As you can see on the last line of result0.txt, my reconstruction of NN from the bare string correspond to the checkers one.
And results for the data set inputs are different from Tobi's posted here calculations. So, I think that TobiSonne just incorrectly forms string describing the trained NN.
Thank you so much!
Could you help me one last time, please?
Unfortunately I still can't see where my error is, I've tried so much, I'm really frustrated and this does not happen very often :(
This is your answer: 5 0.339051 0.706994 0.193776 0.929425 -0.545379 -0.279638 -0.239434 -1.07013 0.405265 -0.489543 0.62156 -1.01942 0.748245 0.574784 -0.580121 0.973039 -0.82167 -0.670637 -0.228163 0.535137 0.503478 0.0970107 0.129658 0.168595 0.174772 2.43649
So K = 5 and S = 0.339051?
I'm working with matrizes and matrix multiplication in my code.
I calculate this:
Y.exp <- Fa((Fa(Input %*% Weights.Inner)) %*% Weights.Output)/S
%*% is the matrix product in R.
So this would be your inner weights (called Weights.Inner in my code)?
0.706994 -0.279638 -0.489543 0.574784 -0.670637
0.193776 -0.239434 0.621560 -0.580121 -0.228163
0.929425 -1.070130 -1.019420 0.973039 0.535137
-0.545379 0.405265 0.748245 -0.821670 0.503478
And this your output weights (called Weights.Output in my code)?
0.0970107
0.1296580
0.1685950
0.1747720
2.4364900
My input are the first columns of the test data (not multiplied by anything).

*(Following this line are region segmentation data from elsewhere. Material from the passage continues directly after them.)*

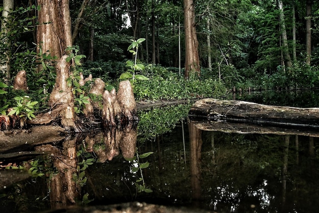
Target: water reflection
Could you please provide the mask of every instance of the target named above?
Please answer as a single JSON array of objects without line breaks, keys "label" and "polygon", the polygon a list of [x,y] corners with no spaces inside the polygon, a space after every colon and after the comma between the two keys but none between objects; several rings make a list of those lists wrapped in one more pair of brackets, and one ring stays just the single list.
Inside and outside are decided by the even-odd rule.
[{"label": "water reflection", "polygon": [[[188,128],[184,129],[185,124]],[[4,212],[19,211],[15,208],[21,200],[36,198],[36,202],[25,204],[28,211],[61,208],[81,203],[86,194],[94,199],[91,205],[139,200],[217,212],[316,211],[319,158],[315,134],[303,130],[293,135],[282,129],[262,135],[254,131],[238,134],[230,130],[233,127],[229,123],[225,131],[215,124],[179,123],[171,132],[150,141],[139,140],[136,126],[112,128],[37,146],[38,151],[50,150],[54,172],[47,174],[47,183],[38,178],[19,187],[23,193],[6,189],[6,194],[20,197],[19,202],[9,196],[3,198],[1,204],[10,210]],[[242,132],[245,128],[242,127]],[[134,163],[123,157],[134,156],[137,147],[140,153],[154,152],[143,159],[150,163],[143,177],[151,193],[137,192],[135,183],[140,174],[132,172]],[[85,170],[82,178],[87,181],[81,185],[74,180],[84,171],[83,160],[87,159],[87,153],[96,162]],[[42,191],[37,192],[35,187]],[[41,204],[43,201],[47,202]]]}]

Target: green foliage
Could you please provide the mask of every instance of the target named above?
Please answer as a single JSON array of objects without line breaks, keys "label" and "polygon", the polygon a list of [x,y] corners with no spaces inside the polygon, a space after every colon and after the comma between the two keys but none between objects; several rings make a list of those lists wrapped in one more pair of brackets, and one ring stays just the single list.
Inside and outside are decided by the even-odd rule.
[{"label": "green foliage", "polygon": [[139,141],[143,143],[170,131],[181,119],[187,116],[191,105],[177,104],[139,111]]},{"label": "green foliage", "polygon": [[42,177],[44,175],[46,169],[44,167],[43,162],[39,161],[39,159],[32,161],[30,163],[31,167],[29,171],[33,177]]},{"label": "green foliage", "polygon": [[[85,170],[89,167],[89,166],[92,165],[96,161],[91,153],[89,153],[85,151],[83,146],[81,146],[81,149],[76,153],[77,156],[82,159],[82,161],[77,164],[76,167],[76,173],[72,174],[72,178],[75,183],[81,187],[83,187],[88,180],[87,177],[85,176]],[[88,201],[88,200],[86,200]]]},{"label": "green foliage", "polygon": [[138,193],[140,193],[142,192],[145,192],[147,193],[151,193],[153,192],[152,190],[147,187],[145,184],[145,182],[144,181],[144,178],[143,176],[143,172],[142,170],[144,169],[146,169],[148,168],[149,166],[149,163],[148,161],[146,161],[144,163],[141,162],[141,159],[144,158],[145,157],[148,157],[151,154],[153,154],[153,152],[146,152],[144,154],[139,154],[138,149],[136,150],[136,155],[133,157],[132,158],[130,159],[125,159],[126,161],[129,162],[131,162],[132,163],[132,167],[131,167],[131,170],[132,172],[133,173],[137,173],[139,171],[141,174],[141,177],[139,177],[136,181],[134,182],[134,184],[136,188],[137,192]]},{"label": "green foliage", "polygon": [[90,103],[90,97],[87,94],[90,89],[88,84],[91,83],[88,82],[84,86],[81,86],[79,83],[81,79],[80,72],[83,71],[81,67],[81,60],[85,58],[85,56],[77,55],[79,51],[77,46],[68,47],[66,50],[70,52],[66,59],[66,62],[72,61],[73,65],[72,74],[67,79],[67,84],[69,87],[73,86],[72,92],[75,96],[74,101],[75,102],[74,112],[76,114],[79,114],[82,112],[83,104]]},{"label": "green foliage", "polygon": [[222,83],[211,78],[185,79],[160,66],[149,65],[142,72],[149,80],[134,84],[137,100],[176,100],[198,97],[217,98],[226,93]]},{"label": "green foliage", "polygon": [[128,46],[127,50],[135,56],[134,62],[131,61],[127,61],[126,62],[126,67],[129,68],[127,71],[128,72],[125,72],[120,76],[120,79],[126,79],[131,78],[133,82],[135,79],[138,80],[148,80],[149,78],[143,75],[136,74],[137,71],[143,71],[144,68],[144,65],[143,64],[137,63],[138,50],[139,49],[139,45],[145,40],[145,38],[140,38],[137,41],[131,39],[132,43]]},{"label": "green foliage", "polygon": [[30,120],[36,117],[34,113],[36,110],[38,101],[32,101],[27,96],[15,97],[13,99],[16,100],[17,105],[13,108],[13,110],[8,113],[8,116],[15,115],[20,118],[26,117]]}]

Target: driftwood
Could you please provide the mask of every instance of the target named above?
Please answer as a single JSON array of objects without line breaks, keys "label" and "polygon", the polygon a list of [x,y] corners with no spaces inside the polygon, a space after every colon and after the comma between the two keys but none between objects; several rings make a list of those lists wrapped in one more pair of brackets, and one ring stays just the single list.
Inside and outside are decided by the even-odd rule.
[{"label": "driftwood", "polygon": [[[67,57],[66,55],[62,56],[57,63],[57,78],[50,95],[50,108],[48,111],[37,114],[36,118],[31,120],[20,119],[19,115],[1,116],[0,130],[23,128],[25,121],[27,124],[31,125],[47,125],[55,122],[66,130],[79,132],[89,131],[93,126],[98,128],[138,121],[133,89],[129,81],[120,83],[117,94],[115,89],[111,91],[105,90],[105,83],[100,78],[96,78],[89,92],[89,94],[93,95],[92,99],[94,100],[89,98],[88,102],[86,101],[84,103],[84,108],[81,109],[84,116],[75,115],[74,88],[67,81],[72,77],[72,74],[69,74],[72,65],[66,61]],[[78,84],[80,86],[84,86],[87,82],[92,79],[92,75],[85,79],[82,73],[79,75]],[[15,79],[16,89],[26,89],[25,76],[24,71],[19,72]],[[97,111],[98,113],[95,113]],[[98,117],[96,117],[96,114],[99,115]],[[97,122],[97,120],[99,120],[99,122]],[[99,125],[100,126],[97,126]]]},{"label": "driftwood", "polygon": [[319,108],[298,108],[206,98],[198,100],[189,116],[210,121],[258,124],[291,128],[319,128]]},{"label": "driftwood", "polygon": [[20,71],[16,75],[13,81],[13,89],[26,91],[28,85],[26,85],[26,73],[25,70]]}]

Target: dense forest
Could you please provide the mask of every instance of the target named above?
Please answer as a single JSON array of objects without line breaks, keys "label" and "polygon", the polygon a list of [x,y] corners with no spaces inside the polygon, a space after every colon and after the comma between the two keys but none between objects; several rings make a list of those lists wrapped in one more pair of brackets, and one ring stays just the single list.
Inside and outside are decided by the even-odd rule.
[{"label": "dense forest", "polygon": [[[88,91],[96,78],[110,91],[129,79],[138,100],[319,84],[317,1],[4,0],[0,7],[3,114],[11,108],[9,114],[31,119],[47,108],[64,55],[72,62],[66,81],[77,114],[94,98]],[[15,86],[17,75],[25,75],[24,88]]]}]

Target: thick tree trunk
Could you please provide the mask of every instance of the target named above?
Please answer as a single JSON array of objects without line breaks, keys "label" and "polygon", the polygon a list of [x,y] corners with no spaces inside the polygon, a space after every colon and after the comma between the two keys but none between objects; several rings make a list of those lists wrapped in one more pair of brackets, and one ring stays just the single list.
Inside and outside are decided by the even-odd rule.
[{"label": "thick tree trunk", "polygon": [[212,121],[319,128],[319,108],[277,107],[206,98],[196,101],[189,115],[208,118]]},{"label": "thick tree trunk", "polygon": [[200,76],[198,41],[195,22],[195,7],[193,0],[184,0],[184,28],[185,29],[185,77],[190,74]]},{"label": "thick tree trunk", "polygon": [[67,54],[65,49],[72,46],[71,18],[69,0],[38,0],[37,31],[38,52],[49,54],[60,59]]},{"label": "thick tree trunk", "polygon": [[287,67],[291,67],[293,64],[291,59],[289,53],[288,47],[288,39],[287,38],[287,32],[286,31],[286,24],[285,23],[285,17],[283,13],[283,6],[281,0],[277,0],[277,4],[279,9],[279,21],[280,22],[280,29],[281,33],[281,39],[282,40],[283,51],[286,66]]},{"label": "thick tree trunk", "polygon": [[1,22],[1,29],[0,30],[0,39],[2,44],[6,47],[6,50],[2,54],[0,59],[0,72],[5,74],[5,82],[8,82],[11,78],[10,75],[10,40],[8,37],[7,33],[9,32],[10,25],[7,23],[10,17],[11,11],[13,10],[14,7],[14,1],[4,0],[3,1],[3,10],[2,11],[2,17],[3,19]]},{"label": "thick tree trunk", "polygon": [[74,43],[74,40],[75,40],[75,38],[76,38],[76,36],[77,36],[77,34],[78,33],[78,29],[79,28],[79,25],[80,25],[80,23],[81,23],[81,20],[82,19],[82,16],[83,16],[84,9],[86,7],[89,2],[89,0],[83,0],[83,2],[82,2],[81,8],[80,8],[79,11],[78,12],[78,14],[77,14],[77,17],[76,18],[76,19],[75,19],[75,21],[74,23],[74,28],[73,29],[73,33],[72,34],[72,44]]},{"label": "thick tree trunk", "polygon": [[311,0],[307,0],[306,4],[306,63],[310,65],[311,60]]}]

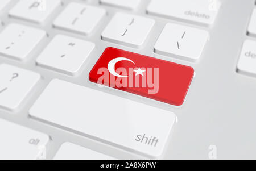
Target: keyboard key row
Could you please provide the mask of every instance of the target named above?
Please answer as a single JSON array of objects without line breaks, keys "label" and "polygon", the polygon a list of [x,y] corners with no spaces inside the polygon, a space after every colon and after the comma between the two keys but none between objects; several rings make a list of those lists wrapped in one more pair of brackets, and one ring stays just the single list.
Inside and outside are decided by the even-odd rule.
[{"label": "keyboard key row", "polygon": [[162,154],[176,118],[171,112],[60,80],[51,82],[29,114],[154,158]]},{"label": "keyboard key row", "polygon": [[[0,3],[0,10],[5,6],[10,0],[2,0],[1,1],[3,2]],[[100,1],[100,3],[103,5],[130,10],[137,9],[141,2],[141,0]],[[9,15],[11,17],[42,24],[58,7],[61,6],[61,4],[60,0],[19,1],[10,10]],[[76,4],[76,5],[74,6],[74,4]],[[150,15],[177,19],[209,26],[213,23],[220,6],[219,0],[194,0],[193,1],[190,0],[152,0],[147,7],[146,12]],[[71,7],[75,8],[71,9]],[[89,20],[86,28],[88,30],[83,31],[81,27],[86,26],[78,23],[77,24],[78,26],[76,27],[76,30],[80,32],[82,32],[82,34],[87,34],[88,30],[90,30],[94,25],[97,24],[98,19],[105,13],[106,13],[105,10],[102,9],[85,6],[81,3],[72,2],[68,5],[64,12],[60,16],[60,18],[56,21],[56,24],[57,27],[62,28],[63,26],[62,24],[65,24],[69,28],[71,27],[73,28],[72,23],[76,23],[78,20],[81,20],[84,18],[84,19]],[[67,17],[67,20],[65,20],[65,17]],[[79,22],[78,22],[78,23]],[[90,26],[92,24],[93,26]]]},{"label": "keyboard key row", "polygon": [[[139,48],[146,41],[154,24],[154,20],[150,19],[117,13],[103,31],[102,39]],[[0,33],[0,55],[24,60],[46,35],[47,33],[43,30],[20,24],[10,24]],[[200,57],[208,36],[208,32],[203,30],[168,23],[159,36],[154,51],[156,53],[195,61]],[[85,51],[82,46],[86,48]],[[74,76],[94,47],[93,43],[56,36],[38,58],[37,64]],[[69,57],[67,57],[66,53],[69,53]],[[52,56],[56,57],[56,60],[49,59]],[[70,56],[75,57],[71,60]],[[69,68],[65,65],[66,62],[69,62]]]}]

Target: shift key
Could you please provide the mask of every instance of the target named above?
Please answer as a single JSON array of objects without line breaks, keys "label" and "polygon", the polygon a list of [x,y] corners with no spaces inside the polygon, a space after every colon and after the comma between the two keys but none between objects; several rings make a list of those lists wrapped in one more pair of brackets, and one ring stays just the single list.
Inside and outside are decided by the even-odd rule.
[{"label": "shift key", "polygon": [[152,158],[161,157],[176,119],[170,111],[60,80],[49,83],[30,115]]}]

These are the first ten cases that I have, the first column is the result of Y.exp and the second is 'original*scale' like in result1.txt.
-0.51611944 -0.17504590
-0.47256390 -0.16044114
0.76675775 0.25979843
-0.54135574 -0.18156934
-0.79934959 -0.27112275
0.38532724 0.13111680
-0.11974641 -0.03901879
0.04075319 0.01247029
0.15125718 0.05115848
-0.15598478 -0.05271829
Your approach using matrices looks like it should do the calculation the right way, but I can not figure out why it didn't. So I here post files with detailed calculation explanation. You can just follow it with a pen and handheld calculator. I hope, that this files will be useful for you.
I thing it worth to also print out results of Input %*% Weights.Inner
and Fa(Input %*% Weights.Inner)
, and than compare it to the last Fa(x)=y column of the explanation files.
If there will be difference on x part, than problem is in the matrices. May be wrong transposition.
If there will be difference on y part, than problem is in Fa function itself.
Thank you SO, SO much!
I had two stupid mistakes: I really didn't formulate the string correctly (had a wrong order) and I compared the backtransformed results with transformed outputs.
I'm so happy now :))
Glad to hear that my efforts to help were not in vain! Good luck solving other tasks!